The issue of turning over the identities of victims arose earlier this month when Potter, on his own, ordered attorneys to turn over to prosecutors the identities of more than 300 victims.

The judge also ordered attorneys to give prosecutors contact information and any allegations of other abuses by the priests. The names of the victims would not be made public unless necessary, Potter wrote.

Attorney Stan Chesley, who represents the plaintiffs in the $84 million class-action suit, asked Potter to stall implementing his order until it could be appealed. Potter declined before leaving the bench.

"So, the answer is, we'll go to the court of appeals," Chesley said after the hearing. "They can't command people to go to the prosecutor's office."

Prosecutors have been receiving letters from the Diocese of Covington with allegations of abuse as victims come forward, but often with the name, contact information and graphic details withheld, said Carrie Huff, the attorney for the diocese.

If prosecutors are interested, they can contact the diocese, which provides more information, Huff said. That makes the order unnecessary, Huff said.

"For most of the class, you are inflicting a cruelty on them," Huff said.

Potter said his order merely requires attorneys providing more detail and contact information without prosecutors asking.

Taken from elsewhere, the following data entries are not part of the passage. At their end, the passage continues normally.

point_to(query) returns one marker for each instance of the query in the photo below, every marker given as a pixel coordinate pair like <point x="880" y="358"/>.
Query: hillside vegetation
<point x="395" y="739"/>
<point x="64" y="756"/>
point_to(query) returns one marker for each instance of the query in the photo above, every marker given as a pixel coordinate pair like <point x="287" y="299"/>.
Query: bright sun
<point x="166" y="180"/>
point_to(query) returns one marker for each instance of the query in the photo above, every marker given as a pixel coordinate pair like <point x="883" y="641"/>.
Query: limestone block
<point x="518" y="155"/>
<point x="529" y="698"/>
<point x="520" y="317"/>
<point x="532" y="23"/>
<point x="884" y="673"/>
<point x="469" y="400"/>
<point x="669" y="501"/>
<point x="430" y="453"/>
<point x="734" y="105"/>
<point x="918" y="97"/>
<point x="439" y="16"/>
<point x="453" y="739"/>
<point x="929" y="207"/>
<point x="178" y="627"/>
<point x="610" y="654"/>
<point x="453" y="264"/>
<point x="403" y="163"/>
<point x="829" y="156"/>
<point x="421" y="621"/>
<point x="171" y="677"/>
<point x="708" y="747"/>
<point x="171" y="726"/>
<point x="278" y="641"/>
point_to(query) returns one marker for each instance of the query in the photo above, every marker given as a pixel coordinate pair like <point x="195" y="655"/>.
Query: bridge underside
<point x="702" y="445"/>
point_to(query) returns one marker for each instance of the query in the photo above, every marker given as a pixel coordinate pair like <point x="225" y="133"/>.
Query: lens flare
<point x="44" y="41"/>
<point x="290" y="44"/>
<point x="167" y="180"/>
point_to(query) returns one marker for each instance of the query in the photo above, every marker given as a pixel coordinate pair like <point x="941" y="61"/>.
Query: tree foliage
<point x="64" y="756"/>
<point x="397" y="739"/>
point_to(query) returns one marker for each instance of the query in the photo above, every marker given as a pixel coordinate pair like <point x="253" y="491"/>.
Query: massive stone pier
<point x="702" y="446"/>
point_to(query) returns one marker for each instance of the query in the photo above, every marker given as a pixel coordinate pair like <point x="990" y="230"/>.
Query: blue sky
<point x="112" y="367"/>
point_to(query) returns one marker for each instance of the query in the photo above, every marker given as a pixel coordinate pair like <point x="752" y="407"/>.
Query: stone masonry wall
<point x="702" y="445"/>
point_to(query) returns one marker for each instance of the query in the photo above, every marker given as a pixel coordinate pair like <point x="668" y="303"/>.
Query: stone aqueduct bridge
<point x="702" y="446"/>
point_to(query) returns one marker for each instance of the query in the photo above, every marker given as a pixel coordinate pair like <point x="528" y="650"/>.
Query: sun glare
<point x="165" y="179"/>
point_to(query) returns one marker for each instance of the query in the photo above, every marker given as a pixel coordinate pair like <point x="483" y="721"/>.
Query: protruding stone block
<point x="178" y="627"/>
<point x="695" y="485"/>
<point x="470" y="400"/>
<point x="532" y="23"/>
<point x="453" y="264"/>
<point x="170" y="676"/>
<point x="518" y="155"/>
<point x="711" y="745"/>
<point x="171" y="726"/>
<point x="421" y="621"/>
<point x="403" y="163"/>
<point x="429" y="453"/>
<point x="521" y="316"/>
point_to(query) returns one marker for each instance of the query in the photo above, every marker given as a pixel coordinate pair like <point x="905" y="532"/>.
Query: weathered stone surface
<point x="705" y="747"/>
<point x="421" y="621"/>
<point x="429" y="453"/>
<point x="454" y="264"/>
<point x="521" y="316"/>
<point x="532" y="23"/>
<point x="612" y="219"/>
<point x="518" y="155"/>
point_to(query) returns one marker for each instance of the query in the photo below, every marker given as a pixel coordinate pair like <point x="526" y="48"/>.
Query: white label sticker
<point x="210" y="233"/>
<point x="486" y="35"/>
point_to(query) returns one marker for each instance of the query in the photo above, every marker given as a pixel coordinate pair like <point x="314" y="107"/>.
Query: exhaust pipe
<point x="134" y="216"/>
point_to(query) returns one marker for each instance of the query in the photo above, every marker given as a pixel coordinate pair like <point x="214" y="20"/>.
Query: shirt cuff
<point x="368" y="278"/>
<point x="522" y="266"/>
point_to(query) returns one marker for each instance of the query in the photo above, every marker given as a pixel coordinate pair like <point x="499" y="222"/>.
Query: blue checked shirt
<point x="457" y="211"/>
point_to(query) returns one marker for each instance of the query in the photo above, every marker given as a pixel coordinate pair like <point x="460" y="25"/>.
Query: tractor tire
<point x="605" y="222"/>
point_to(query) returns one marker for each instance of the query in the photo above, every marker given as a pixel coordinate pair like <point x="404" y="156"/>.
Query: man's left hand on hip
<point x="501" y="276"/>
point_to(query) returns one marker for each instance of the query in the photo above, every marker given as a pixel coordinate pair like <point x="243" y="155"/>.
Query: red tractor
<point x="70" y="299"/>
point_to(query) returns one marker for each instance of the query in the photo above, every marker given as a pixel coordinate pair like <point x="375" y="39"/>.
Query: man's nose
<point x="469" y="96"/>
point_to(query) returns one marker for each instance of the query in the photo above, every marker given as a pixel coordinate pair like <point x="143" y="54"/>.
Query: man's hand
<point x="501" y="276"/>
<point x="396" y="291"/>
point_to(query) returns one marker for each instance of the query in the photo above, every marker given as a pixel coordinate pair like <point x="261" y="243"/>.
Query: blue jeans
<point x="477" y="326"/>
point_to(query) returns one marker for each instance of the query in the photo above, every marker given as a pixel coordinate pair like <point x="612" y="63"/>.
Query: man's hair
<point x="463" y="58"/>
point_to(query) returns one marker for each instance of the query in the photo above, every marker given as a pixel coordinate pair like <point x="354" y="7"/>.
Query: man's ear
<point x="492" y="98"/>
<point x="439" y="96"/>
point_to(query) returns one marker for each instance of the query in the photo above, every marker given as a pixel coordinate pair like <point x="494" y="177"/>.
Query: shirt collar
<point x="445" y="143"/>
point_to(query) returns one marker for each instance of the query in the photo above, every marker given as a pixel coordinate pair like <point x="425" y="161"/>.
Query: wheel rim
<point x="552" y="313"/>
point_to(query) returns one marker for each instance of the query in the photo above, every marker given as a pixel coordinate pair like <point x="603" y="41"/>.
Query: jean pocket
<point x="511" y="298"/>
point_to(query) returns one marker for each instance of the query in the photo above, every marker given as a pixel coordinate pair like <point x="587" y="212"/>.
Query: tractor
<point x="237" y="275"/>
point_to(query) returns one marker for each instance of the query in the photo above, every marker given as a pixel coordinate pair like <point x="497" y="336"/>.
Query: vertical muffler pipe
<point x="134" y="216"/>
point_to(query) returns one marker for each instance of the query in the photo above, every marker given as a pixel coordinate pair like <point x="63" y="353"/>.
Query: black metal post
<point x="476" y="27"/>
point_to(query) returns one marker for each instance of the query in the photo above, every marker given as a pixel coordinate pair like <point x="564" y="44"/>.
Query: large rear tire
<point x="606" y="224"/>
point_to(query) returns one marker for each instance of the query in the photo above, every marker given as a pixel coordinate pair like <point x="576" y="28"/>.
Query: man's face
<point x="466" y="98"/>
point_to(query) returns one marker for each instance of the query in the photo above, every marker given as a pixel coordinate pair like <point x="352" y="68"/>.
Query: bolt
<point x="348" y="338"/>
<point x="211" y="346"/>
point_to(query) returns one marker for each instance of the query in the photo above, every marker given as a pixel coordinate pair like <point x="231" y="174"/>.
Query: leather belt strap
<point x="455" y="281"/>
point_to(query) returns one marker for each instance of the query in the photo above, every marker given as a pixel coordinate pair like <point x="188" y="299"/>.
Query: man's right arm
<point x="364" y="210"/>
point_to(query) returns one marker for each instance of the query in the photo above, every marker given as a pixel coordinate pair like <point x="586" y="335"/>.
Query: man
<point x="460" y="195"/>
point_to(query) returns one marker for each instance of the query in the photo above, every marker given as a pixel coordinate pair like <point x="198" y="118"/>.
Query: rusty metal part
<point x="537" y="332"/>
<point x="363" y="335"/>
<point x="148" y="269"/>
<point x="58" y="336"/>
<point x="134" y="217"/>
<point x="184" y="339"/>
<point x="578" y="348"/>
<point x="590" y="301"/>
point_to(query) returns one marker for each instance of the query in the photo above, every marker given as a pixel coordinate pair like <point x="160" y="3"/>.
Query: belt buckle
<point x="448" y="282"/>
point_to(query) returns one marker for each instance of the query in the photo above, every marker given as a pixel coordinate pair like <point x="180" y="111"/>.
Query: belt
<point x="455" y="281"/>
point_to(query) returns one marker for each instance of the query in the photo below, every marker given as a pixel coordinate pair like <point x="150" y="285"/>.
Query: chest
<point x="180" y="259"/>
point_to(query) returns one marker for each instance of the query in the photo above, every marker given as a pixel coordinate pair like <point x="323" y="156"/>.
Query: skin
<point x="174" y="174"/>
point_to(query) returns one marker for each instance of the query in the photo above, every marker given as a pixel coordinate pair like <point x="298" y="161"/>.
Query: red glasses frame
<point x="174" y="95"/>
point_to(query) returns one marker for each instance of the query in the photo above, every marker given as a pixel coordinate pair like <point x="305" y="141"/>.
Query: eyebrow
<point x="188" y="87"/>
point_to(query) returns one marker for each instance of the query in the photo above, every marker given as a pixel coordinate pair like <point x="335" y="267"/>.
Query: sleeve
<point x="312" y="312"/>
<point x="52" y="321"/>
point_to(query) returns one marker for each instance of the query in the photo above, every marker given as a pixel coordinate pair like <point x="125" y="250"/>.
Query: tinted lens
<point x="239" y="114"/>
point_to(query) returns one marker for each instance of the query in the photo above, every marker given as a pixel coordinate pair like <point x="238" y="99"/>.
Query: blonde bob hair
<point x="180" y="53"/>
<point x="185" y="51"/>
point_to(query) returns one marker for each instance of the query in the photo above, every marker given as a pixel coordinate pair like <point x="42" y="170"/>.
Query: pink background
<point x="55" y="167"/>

"I'm saying give it all to them up front," Potter said.

Chesley argued Thursday that giving the names to prosecutors could result in them becoming public. He said that might lead to victims being unwilling to participate in the case.

Chesley said victims in the case were promised confidentiality and, by giving their names to prosecutors, that promise would be broken.

Dr. Rena Kay, a professor with Wright St. University's Cincinnati Center for Psychoanalysis who has treated some of the Covington victims, testified that turning names over to prosecutors would put victims in the uncomfortable position of having to tell their story and possibly have their name made public.

"Most patients have not told anyone what happened to them," Kay said. "Some of them have said confidentiality was the reason they came forward."

Boone County Commonwealth's Attorney Linda Talley Smith said her office has pursued each complaint forwarded to the office by the diocese, but has not prosecuted any yet. Smith said she wasn't sure how many cases had been sent to her office.

"In the clear majority, they were priests who had died or were so infirm there was no way it could proceed," Smith said. "There were other victims who decided not to proceed. No one has been upset about being approached."

In Louisville, prosecutors pursued only the cases where the victims went to law enforcement, said Steve Tedder, spokesman for the Jefferson County Commonwealth's Attorney.

Investigators did not use the civil suits to find victims nor seek their identities, Tedder said.

"The victims came forward and they were investigated from there," Tedder said.

The victims reached an $84 million settlement with the Covington Diocese in January. The settlement covers 361 victims who claim they were abused over a period of 50 years by priests and church employees in a diocese that once included 57 counties across a large swath of Kentucky.

Thomas Lambros, the former chief judge of the northern district of Ohio who is overseeing payments in the case, filed a notice with Potter on Thursday saying some awards will be made by late summer or early fall and a review of all claims should be complete by the end of the summer.